Chances are that the talks will go to the last minute and into the diplomatic equivalent of overtime. Top figures, including the foreign ministers of the P5+1, are likely to enter the field for the final plays. Diplomatic reporters and other interested spectators from around the world have already booked their hotel rooms in Vienna for much of next month and are preparing themselves for long days and late nights.

Watching both the World Cup and the nuclear talks, I was reminded of a comment made to me some years ago by Kian Tajbakhsh, an Iranian American urban planner and adviser to the World Bank who was twice jailed by the regime for his liberal views.

The Islamic Republic, he said, was like a soccer team where talent is important, but not the most important qualification for membership. The theocratic owners of the team put restrictions on players that allow them to be relatively successful but not as good as they could be with different ownership and criteria for selection.

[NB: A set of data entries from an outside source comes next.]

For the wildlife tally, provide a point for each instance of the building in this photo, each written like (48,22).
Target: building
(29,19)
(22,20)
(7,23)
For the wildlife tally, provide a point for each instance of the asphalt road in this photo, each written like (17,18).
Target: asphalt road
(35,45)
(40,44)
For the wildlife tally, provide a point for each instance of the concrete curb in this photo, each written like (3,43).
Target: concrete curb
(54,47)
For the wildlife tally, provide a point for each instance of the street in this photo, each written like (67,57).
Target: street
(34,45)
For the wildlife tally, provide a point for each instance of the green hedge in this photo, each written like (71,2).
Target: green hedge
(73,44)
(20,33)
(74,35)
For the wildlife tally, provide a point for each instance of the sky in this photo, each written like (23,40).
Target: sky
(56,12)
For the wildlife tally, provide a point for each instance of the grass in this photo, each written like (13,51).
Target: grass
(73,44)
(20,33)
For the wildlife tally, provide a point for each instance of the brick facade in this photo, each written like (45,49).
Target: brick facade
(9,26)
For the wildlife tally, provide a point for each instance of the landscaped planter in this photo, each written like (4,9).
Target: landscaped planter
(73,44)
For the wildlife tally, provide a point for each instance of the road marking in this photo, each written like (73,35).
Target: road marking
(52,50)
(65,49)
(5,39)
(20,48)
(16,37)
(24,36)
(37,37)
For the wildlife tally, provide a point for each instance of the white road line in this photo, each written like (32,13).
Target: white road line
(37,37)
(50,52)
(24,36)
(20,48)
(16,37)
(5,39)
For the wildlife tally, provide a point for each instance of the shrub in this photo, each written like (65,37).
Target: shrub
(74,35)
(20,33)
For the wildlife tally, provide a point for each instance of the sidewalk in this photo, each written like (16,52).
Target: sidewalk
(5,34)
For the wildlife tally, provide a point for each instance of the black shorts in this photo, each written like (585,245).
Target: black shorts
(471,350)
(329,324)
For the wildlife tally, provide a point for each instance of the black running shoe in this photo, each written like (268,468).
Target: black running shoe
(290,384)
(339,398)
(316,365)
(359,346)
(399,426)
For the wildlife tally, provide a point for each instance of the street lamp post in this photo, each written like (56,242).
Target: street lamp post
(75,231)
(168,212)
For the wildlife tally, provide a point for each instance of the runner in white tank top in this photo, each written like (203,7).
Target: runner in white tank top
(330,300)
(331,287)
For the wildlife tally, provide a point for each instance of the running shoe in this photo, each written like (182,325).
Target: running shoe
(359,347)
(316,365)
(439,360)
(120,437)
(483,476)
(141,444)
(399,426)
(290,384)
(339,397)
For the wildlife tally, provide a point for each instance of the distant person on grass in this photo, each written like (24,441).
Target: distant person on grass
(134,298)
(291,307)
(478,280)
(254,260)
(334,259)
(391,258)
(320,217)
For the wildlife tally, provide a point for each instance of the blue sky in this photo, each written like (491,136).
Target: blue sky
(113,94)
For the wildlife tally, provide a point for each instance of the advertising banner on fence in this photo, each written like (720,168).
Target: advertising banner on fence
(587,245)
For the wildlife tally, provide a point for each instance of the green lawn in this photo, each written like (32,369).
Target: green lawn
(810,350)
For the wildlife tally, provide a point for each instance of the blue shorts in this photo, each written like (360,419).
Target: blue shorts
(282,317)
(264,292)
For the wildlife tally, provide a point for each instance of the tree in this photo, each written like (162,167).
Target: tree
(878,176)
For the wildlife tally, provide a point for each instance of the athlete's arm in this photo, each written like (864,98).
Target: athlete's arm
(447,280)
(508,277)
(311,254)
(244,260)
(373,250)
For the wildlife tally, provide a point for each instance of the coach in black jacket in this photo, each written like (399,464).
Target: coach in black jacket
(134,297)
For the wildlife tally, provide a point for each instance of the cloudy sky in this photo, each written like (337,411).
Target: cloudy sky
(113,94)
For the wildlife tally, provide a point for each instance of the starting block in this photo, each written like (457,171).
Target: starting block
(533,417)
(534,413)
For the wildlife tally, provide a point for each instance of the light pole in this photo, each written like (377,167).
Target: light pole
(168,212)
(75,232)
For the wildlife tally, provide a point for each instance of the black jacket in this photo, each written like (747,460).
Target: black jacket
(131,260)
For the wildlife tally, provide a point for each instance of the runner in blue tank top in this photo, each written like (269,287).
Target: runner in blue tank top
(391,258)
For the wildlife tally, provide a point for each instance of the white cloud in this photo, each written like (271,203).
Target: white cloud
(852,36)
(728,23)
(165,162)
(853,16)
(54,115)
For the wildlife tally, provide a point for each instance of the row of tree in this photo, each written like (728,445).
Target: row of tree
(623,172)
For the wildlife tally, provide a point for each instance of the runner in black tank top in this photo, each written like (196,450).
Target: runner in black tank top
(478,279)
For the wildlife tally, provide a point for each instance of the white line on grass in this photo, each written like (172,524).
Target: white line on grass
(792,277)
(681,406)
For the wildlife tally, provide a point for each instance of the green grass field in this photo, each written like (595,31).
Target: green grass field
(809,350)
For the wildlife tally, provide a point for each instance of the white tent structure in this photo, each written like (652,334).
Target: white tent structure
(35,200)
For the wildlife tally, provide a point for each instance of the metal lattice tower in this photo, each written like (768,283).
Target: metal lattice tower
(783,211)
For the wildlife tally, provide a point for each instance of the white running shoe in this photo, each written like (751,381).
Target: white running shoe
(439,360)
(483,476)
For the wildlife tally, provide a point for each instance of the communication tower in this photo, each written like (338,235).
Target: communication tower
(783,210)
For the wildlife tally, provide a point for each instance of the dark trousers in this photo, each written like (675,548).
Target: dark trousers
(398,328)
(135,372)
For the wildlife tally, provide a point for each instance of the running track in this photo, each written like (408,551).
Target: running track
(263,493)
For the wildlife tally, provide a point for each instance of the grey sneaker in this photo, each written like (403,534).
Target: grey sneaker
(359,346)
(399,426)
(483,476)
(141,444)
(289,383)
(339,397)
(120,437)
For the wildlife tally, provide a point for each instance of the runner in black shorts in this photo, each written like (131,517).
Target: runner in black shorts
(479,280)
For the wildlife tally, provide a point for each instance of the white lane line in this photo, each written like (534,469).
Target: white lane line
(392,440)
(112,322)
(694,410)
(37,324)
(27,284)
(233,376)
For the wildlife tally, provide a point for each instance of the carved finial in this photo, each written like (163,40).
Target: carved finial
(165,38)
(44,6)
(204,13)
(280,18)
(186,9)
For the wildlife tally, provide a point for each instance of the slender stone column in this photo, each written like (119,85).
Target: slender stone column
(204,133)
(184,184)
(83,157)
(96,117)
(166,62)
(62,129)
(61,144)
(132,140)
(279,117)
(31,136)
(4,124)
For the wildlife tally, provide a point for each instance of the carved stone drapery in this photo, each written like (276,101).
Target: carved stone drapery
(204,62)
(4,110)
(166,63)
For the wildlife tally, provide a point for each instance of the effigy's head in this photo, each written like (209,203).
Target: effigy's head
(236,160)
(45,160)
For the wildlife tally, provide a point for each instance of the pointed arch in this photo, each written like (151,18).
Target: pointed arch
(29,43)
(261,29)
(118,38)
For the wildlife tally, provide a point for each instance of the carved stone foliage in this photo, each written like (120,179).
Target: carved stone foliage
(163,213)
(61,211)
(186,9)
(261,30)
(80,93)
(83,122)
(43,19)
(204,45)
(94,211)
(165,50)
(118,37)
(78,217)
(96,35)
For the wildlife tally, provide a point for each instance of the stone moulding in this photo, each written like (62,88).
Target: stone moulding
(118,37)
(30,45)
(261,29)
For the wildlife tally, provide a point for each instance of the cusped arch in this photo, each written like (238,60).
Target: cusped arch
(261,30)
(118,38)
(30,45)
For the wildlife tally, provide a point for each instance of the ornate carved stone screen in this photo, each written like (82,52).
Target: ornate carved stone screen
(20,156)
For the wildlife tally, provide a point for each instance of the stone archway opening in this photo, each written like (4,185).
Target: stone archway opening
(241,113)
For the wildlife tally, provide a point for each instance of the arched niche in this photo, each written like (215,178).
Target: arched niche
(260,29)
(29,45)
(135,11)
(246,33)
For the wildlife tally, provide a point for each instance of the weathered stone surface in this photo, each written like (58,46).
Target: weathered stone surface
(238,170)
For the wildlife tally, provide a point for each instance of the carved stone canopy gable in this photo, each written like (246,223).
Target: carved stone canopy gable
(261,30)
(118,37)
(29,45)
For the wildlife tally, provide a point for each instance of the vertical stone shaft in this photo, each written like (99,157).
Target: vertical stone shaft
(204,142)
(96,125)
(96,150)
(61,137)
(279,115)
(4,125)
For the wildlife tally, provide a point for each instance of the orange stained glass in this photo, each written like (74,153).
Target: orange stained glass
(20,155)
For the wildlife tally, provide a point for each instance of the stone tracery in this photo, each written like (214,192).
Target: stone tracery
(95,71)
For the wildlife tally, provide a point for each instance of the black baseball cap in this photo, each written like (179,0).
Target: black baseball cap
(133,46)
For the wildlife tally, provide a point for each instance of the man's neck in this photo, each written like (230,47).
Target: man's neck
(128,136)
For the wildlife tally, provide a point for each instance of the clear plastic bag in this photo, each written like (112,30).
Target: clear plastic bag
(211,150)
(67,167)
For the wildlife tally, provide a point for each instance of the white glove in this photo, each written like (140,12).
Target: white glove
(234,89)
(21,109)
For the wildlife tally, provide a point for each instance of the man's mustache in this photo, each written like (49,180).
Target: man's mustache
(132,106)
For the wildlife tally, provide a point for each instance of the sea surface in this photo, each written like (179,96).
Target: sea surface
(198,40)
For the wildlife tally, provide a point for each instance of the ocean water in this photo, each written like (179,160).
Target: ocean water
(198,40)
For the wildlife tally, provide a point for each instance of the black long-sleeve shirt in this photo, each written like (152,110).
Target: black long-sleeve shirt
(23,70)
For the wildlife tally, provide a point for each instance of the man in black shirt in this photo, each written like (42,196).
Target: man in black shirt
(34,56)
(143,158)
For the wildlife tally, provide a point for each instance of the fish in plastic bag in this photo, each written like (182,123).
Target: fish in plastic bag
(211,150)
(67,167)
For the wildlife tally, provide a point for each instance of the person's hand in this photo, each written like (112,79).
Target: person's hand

For most of the last 35 years, Iran has been underperforming as a country.

At times, it has defended itself valiantly – against Iraq during the 1980-88 Iran-Iraq war and more recently, at the World Cup.

But if this ancient nation of 80 million is ever to achieve its true potential, it needs to reintegrate into the global community on more than just a football field. Hopefully, Iranian Supreme Leader Ayatollah Ali Khamenei understands that his people urgently need success in Vienna even more than they did in Brazil.

Barbara Slavin

Barbara Slavin is a senior fellow at the Atlantic Council’s South Asia Center and a correspondent for, a website specializing in the Middle East. She is the author of a 2007 book, Bitter Friends, Bosom Enemies: Iran, the US and the Twisted Path to Confrontation, and is a regular commentator on U.S. foreign policy and Iran on NPR, PBS, C-SPAN and the Voice of America.